A Marxist class analysis of this episode would emphasise that the press is owned and controlled by capital, but I suggest that the Marxist would be boring and wrong. Far more important, I would argue, is the fact that newspapers are written and editorially produced (against all evidence to the contrary) by members of the educated, intellig ent and well-favoured part of the community — that is, by Us. And although the revolutionaries and unreconstructed proletarians in our midst (two separate groups) are prepared to stand out against Our ridicule, the powerful, institutionalised union movement is not yet quite prepared to cock a snook at Us, who arc public opinion.
But this, of course, is a passing phase. Now let us examine the actual inconvenience threatened by Mr Ralph Cooper and his backstage comrades. Of the 16,000 actors who are out of work at any given time, I should estimate that between 40 and 60 per cent would have been able to repair the two washbasins and undertake any other job within Mr Cooper's area of responsibility. Of that number, I should expect that a majority would have been delighted to do it for half the money earned by Mr Cooper. The same is true of all the rudimentary skills possessed by stagehands, electricians and back-stage workers, and when one adds to the number of unemployed actors willing and able to perform these tasks the enormous army of unemployed teachers, university and school leavers, not to mention qualified nurses and middle-class housewives looking for parttime work of a vaguely cultural or communal nature, one can see that there is not the slightest need for the National Theatre to employ a single member of the illfavoured, who are bound to be provoked into orgies of resentment by working in such proximity to the educated and enthusiastic.

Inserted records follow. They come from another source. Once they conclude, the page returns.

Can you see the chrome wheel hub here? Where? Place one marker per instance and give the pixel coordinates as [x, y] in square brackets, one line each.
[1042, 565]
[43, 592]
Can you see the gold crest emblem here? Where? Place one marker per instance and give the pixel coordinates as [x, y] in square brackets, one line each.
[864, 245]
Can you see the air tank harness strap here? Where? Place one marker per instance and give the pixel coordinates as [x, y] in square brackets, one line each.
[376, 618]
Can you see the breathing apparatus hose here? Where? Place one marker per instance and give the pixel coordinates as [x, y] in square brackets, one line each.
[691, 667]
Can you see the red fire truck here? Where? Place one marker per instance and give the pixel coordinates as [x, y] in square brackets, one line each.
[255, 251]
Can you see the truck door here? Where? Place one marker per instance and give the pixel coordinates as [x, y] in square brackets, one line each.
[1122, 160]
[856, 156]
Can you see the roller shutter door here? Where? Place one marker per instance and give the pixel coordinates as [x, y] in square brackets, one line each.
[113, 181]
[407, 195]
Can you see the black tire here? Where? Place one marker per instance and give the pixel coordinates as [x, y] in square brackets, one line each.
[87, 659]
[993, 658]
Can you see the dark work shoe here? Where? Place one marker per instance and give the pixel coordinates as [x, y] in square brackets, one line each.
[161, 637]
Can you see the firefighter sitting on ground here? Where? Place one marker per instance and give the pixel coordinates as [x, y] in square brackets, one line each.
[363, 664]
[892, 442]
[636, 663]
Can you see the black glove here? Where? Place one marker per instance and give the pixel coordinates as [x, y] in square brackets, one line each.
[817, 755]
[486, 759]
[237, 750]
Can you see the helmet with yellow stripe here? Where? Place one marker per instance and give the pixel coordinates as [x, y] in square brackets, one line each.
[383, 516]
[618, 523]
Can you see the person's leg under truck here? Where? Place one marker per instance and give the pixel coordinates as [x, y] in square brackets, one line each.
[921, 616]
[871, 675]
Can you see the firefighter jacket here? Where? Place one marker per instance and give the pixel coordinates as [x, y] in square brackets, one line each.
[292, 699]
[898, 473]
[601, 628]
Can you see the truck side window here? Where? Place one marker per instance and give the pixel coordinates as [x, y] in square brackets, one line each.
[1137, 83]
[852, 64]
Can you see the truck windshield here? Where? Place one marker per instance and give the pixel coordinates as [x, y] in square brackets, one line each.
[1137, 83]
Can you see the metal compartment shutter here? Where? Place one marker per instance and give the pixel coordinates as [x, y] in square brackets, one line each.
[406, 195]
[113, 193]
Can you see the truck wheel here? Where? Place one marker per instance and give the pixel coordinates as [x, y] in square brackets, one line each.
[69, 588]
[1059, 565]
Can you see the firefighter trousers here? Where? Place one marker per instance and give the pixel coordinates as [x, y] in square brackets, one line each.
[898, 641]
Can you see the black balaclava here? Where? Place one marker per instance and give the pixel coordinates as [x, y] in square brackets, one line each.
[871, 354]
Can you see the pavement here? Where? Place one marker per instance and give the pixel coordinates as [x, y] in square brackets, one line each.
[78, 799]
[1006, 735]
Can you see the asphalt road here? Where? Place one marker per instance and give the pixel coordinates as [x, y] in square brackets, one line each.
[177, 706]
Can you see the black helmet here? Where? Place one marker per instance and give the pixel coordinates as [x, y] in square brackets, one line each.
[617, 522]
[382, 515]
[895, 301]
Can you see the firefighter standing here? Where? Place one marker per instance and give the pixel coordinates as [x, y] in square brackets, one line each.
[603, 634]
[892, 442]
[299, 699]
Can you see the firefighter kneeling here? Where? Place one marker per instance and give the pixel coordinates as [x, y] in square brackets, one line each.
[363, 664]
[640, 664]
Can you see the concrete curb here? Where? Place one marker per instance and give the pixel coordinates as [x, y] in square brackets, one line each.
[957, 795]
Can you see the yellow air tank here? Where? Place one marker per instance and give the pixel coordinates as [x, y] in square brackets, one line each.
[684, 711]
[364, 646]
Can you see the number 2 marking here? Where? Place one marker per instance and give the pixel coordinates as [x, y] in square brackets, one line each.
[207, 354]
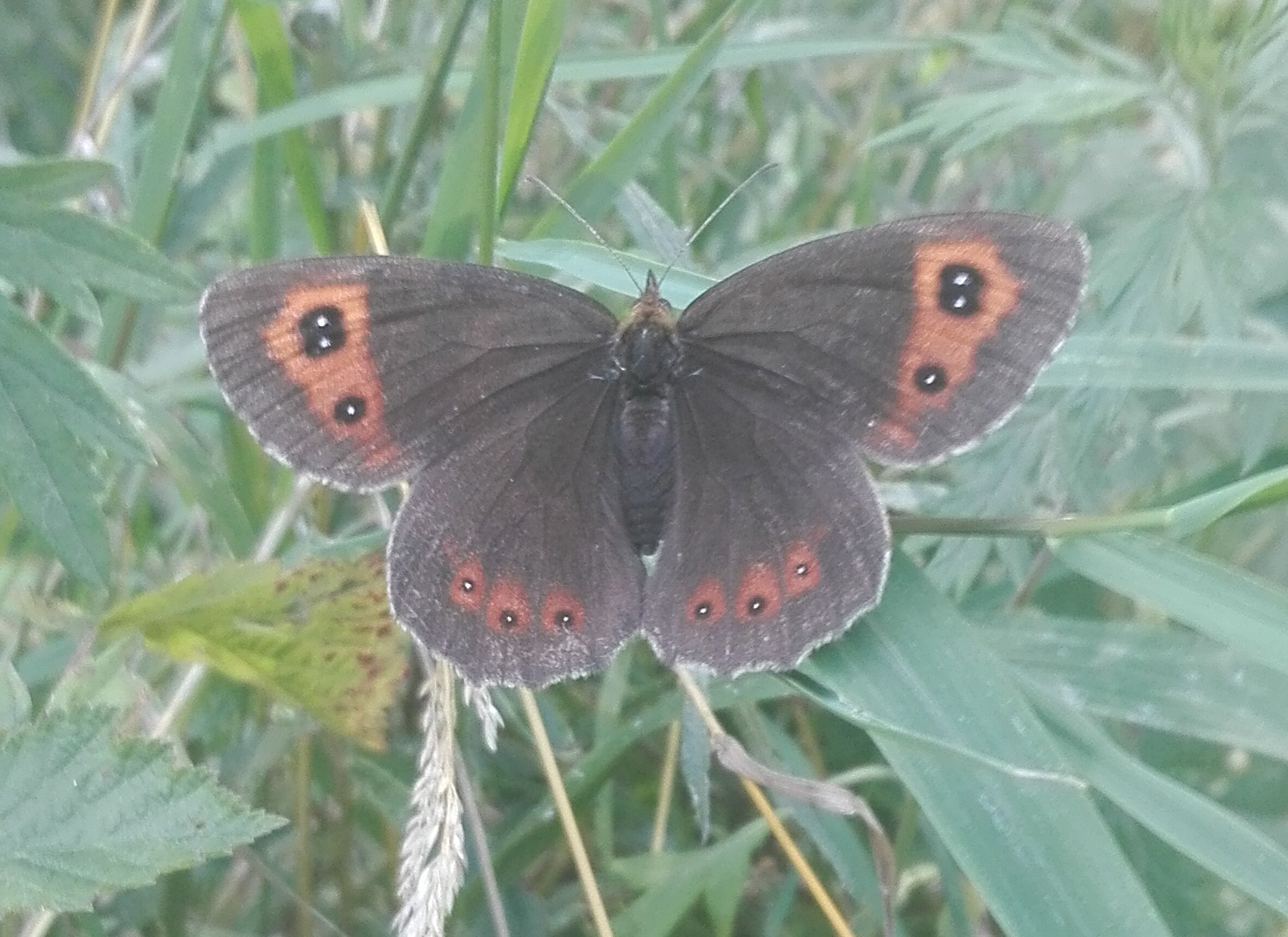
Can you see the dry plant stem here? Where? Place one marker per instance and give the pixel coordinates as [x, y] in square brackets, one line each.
[89, 80]
[133, 47]
[666, 788]
[767, 810]
[566, 816]
[474, 820]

The new class animosity is not excited by economic considerations — in the National Theatre, economic considerations largely favour the Coopers. What infuriates the illfavoured is any suggestion of their own inferiority—which is why, if any pattern is to be discerned from . the model we are studying, the lesson is surely that the two nations of which I wrote a few weeks ago must learn to live apart, and it is sheer ineptitude on the part of the National Theatre's management not to recognise this fact.
On a more serious level, the same pattern may be discerned in the National Health Service, where seven hospitals in the East End of London are threatened by closure as I write because of strikes by cleaners and 'ancillary workers'. Many of these cleaners and ancillary workers now earn more than nurses, while laboratory technicians earn more than doctors, registrars and even junior consultants. If there were more nurses and junior doctors, they could do the work of these people in half the time with much better grace. The lesson is the same.
But the final lesson is surely that there is now a vocal section of the unionised working class which is quite simply not prepared to work at all except on its own terms, and those terms are not such as to make its employment worth while. The present economic climate, which makes wholesale redundancy inevitable, is an excellent opportunity to confront it with the true consequences of such an attitude.